The gush of water in Mexico is an effort to revive the last 70-mile stretch of the river into the Sea of Cortez. The delta dried up decades ago.
Conservationists hope the water will bring back trees, wildlife and aquatic life that were once abundant in the region when it was teeming with water decades ago.
The river’s most southern dam - Mexico’s Morelos Dam, near Yuma, Ariz. - on Sunday began unleashing 105,392 acre-feet of water, enough to supply more than 200,000 homes for a year. The one-time release is expected to last until May 18.
The flow was expected to intensify and reach a peak Thursday of an additional 4,200 cubic feet per second.

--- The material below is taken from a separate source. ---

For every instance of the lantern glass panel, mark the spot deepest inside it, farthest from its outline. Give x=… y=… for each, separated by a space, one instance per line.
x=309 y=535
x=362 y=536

“You just see visually quite clearly a much larger volume of water in the river and there’s quite a buzz about it,” said Terry Fulp, regional director of the Lower Colorado Region for the U.S. Bureau of Reclamation.
A handful of officials from the U.S. and Mexico governments were on hand to celebrate the flow Thursday just across the border from Yuma. An estimated 400 people attended the event, said Jack Simes of the Bureau of Reclamation.
“The pulse flow now underway is the first major step in a series of anticipated actions and cooperative measures outlined between our two countries,” said Assistant Secretary of the Interior for Water and Science Anne Castle. “Today’s event celebrates our shared vision to work together as partners to address the resources of the Colorado River and its parched delta.”
Farms, businesses and homes in seven U.S. states - Arizona, California, Colorado, Nevada, New Mexico, Utah, Wyoming - rely on the Colorado River, as do the Mexican states of Baja California and Sonora.
The return of water to the delta was a welcome sight in the Mexican town of San Luis Rio Colorado, where truckloads of families pulled up to the water’s edge in an area that last week was bone dry.
As norteno music reverberated off a metal bridge, vendors sold coconuts and ice cream and kids flopped in the water.
“Last week it was dry down here. On Sunday there was even car racing down here, but now with so much water there’s no way. And that’s fine, this is much better,” said 18-year-old Perla Leon of San Luis Rio Colorado.
In 2012, the two countries that share the river water agreed on ways to share the pain of droughts and bounty of wet years, a major amendment to a 1944 treaty. Part of that agreement called for restoration of the Colorado River delta.
“Today we are witnessing what appears to be a paradigm shift in the way we manage water,” said Jennifer Pitt, director of the Colorado River Project, who helped negotiate the one-time flood. “Historically in the West, everyone has approached water with an ’us against them’ mentality. Now we’re talking about how we can share water, conserve water, and invest in new water projects and the health of the river itself. It’s truly refreshing.”
The release of water was aided through water conservation projects by the U.S. and Mexico, according to the International Boundary and Water Commission. Officials from those two countries were scheduled to be at the Morelos Dam on Thursday for an event to mark the restoration effort.
Experts will monitor the flood to determine its effects on the environment.